Joseph Le Marchand, Paris, 2005
Mettre l’économie au service de la paix
Une répartition équilibrée des richesses permet d’assurer la paix sociale : il importe de niveler les écarts de revenus toujours plus importants entre les plus riches et les plus pauvres. Il en va de la paix sociale intra-étatique. Mais on peut répéter le schéma à l’échelle mondiale.
Keywords: Luchar contra la pobreza | Lucha en contra de las desigualdades y por la paz | Puede el libre cambio ayudar a la paz ? | Reorganización de la economía para la repartición justa de los bienes a nivel mundial | Cooperación Norte-Sur | Analizar conflictos desde el punto de vista económico | Reformar las relaciones económicas para preservar la paz
I. Au niveau intra-national : le cas de la France
Une répartition équilibrée des richesses permet d’assurer la paix sociale. L’accaparement de richesses par un petit nombre de personnes, construit sur une exploitation de la majorité, entraîne des ressentiments très forts nourris par les exploités à l’égard des exploitants. La situation qui en résulte est explosive, car lorsque ceux qui s’estiment spoliés par le système économique prennent conscience de leur importance numérique et de l’inexistence de perspectives d’évolution, ils ne reculent devant rien pour prendre par la force ce qu’ils considèrent comme leur dû. La théorie marxiste est en ce sens toujours d’actualité.

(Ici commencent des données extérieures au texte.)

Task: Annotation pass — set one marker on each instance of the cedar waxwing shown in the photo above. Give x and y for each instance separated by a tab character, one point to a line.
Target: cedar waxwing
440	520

Ainsi, la conduite de politiques libérales d’orthodoxie budgétaire et de gouvernance économique conforme aux recommandations des organes économiques internationaux (OMC, FMI…) ne doit pas faire oublier la question sociale, sous peine d’implosion.
P. Bourdieu l’écrit ainsi : « La main droite, obsédée par la question des équilibres financiers, ignore ce que fait la main gauche, affrontant des conséquences sociales souvent très coûteuses des "économies budgétaires" ». Cet état de fait appelle toutefois deux commentaires :
Une gestion économique saine ne doit pas négliger la question des déficits structurels, au risque d’entraîner des dépôts de bilan étatiques. En France, le déficit public est stabilisé à 3 % du PIB. En d’autres termes, les dépenses de l’État sur une année excèdent ses recettes de 45 milliards d’euros. Ceci ne fait que creuser la dette publique, soit la somme due par l’État aux banques, s’élevant à 66 % du PIB. Ainsi, les impôts sur le revenu ne servent qu’à rembourser les banquiers.
Enfin, il faut prendre garde à l’accaparement des revendications sociales par des groupes homogènes et structurés s’apparentant à des lobbies. C’est le cas en France avec les grèves monopolisées par le secteur public se légitimant en s’affirmant porte-parole des salariés du privé, alors qu’elles ne sont qu’une crispation sur des acquis sociaux eux-mêmes inégaux. Ainsi, il faut parvenir à un cadre juridique garantissant des conditions salariales et sociales égales pour des travailleurs d’une même catégorie. Dans un second temps, il importe de niveler les écarts de revenus toujours plus importants entre les plus riches et les plus pauvres. Il en va de la paix sociale intra-étatique. Mais on peut répéter le schéma à l’échelle mondiale.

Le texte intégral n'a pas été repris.